The Act is clearly against the international treaties on human rights to which Indian State is a party. Covenant on Civil and Political Rights does allow derogation during emergencies. The derogation, however, is not allowed in context of right to life, protection against torture, freedom of religion etc. The emergency has to be formal and derogating party has to communicate reasons, time span and the rights derogated to other parties.

AFSPA, on one side, exceeds beyond the limits of derogation by authorising deprivation of life, liberty, privacy and shelter. On the other side, it also takes away the rights to judicial remedies. The Act has been subject of controversies for a long time. Prime Minister Manmohan Singh acknowledged on August 15, 2005 in his speech from Red Fort that several aspects of the Act are against notions of basic human rights. He promised an amendment to this Act. Nothing of the sort has been done for past six years. Naga people’s movement of human rights challenged this Act in 1998. The Supreme Court of India which is supposed to be protector of human rights upheld its validity. The history makes it clear that there is nothing new about the controversies pertaining to Armed Forces Special Powers Act. The chief minister, however, revived these to divert the attention of world community from the issue of mass graves and his failure in facilitating legislative assembly in favour of Afzal Guru.

Strange aspect of the discourse relating to AFSPA, however, remains the modus operandi pursued by the state in the name of process of revocation of the Act.

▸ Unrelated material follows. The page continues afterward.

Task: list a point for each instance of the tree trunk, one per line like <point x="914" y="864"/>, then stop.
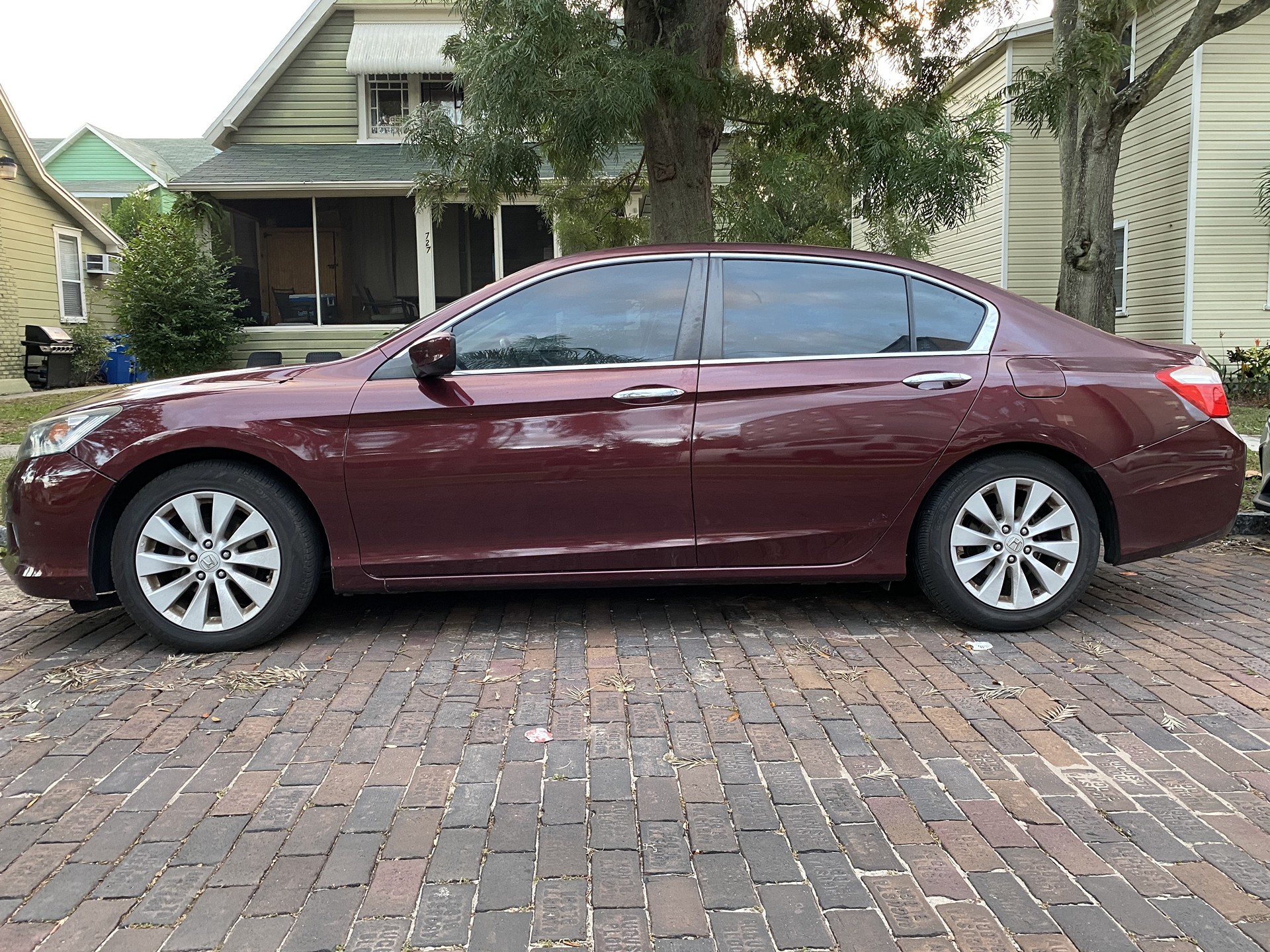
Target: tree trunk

Instead of deliberating it in the representative assembly of the state, the discourse of the Act was initiated in the unified command.

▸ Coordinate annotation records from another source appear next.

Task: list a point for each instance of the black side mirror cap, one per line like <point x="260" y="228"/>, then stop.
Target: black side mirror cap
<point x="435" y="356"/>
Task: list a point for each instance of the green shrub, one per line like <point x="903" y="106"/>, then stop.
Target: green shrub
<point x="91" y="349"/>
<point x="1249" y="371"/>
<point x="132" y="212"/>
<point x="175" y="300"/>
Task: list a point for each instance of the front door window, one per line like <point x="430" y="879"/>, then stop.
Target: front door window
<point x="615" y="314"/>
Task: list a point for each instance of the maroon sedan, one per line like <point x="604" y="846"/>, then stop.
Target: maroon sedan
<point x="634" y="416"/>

Unified command is an extra constitutional body comprising of commanders of the very forces who enjoy immunity under this Act. Such an action on the part of the state makes it obvious that rule of law and the supremacy of the legislature in the state of Jammu and Kashmir remains the myth. The legislature is simply a camouflage to extra constitutional body which is operating in the name of unified command. By making the unified command to deliberate on revocation of APSPA the state also exposed the fact that the system in J&K does not have any regard for basic principles of natural justice. Cardinal principle of natural justice is that no one can judge of his own cause. The state by making Unified Command to deliberate on the issue makes those very security formation judge of a legislation of which itself is its main beneficiary. Latest move by the state to induct the provisions of Armed forces Special Powers Act within criminal procedure code sounds beginning of a process that will make security agencies immune from any legal action for all times to come. Such an initiative presupposes a permanent role of Army in civil administration. The security agencies otherwise choke the civilian space in J&K by getting involved in activities which are supposed within the domain of civil administration. They interfere with education, they get involved in sports activities, and they remain engaged in civic activities in the name of operation sadbhawna about which even the interlocutors have expressed their reservations.

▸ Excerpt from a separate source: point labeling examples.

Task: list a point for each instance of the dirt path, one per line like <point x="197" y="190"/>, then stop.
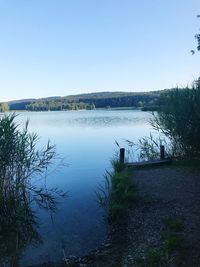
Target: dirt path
<point x="164" y="193"/>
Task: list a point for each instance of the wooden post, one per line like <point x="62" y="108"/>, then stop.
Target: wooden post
<point x="162" y="152"/>
<point x="122" y="155"/>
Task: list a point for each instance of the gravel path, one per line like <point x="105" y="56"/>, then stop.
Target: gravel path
<point x="164" y="192"/>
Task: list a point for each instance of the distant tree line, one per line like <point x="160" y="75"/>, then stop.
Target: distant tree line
<point x="91" y="101"/>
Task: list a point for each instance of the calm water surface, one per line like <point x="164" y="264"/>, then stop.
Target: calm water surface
<point x="86" y="141"/>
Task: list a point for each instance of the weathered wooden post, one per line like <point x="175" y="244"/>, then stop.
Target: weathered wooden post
<point x="122" y="155"/>
<point x="162" y="152"/>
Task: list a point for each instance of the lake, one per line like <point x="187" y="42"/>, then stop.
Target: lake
<point x="86" y="141"/>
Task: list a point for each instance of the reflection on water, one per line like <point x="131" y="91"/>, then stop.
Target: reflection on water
<point x="86" y="140"/>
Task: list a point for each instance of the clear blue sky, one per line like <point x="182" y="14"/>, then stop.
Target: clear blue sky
<point x="62" y="47"/>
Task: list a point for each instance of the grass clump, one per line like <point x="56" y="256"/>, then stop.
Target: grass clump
<point x="123" y="193"/>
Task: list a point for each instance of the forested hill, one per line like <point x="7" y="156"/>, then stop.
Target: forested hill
<point x="88" y="101"/>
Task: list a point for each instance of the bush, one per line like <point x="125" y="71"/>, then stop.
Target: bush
<point x="20" y="160"/>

For years Indian state has been portraying its army as the one which is disciplined and immune to any political influences. Continuous involvement of army in Kashmir seems to have reversed this orientation of Indian army. Its involvement in discourses related to revocation of Armed forces Special Powers Act conveys that Indian Army after tasting civilian powers has started to get addicted to these. The addiction may change priorities of army in context of its national politics as well.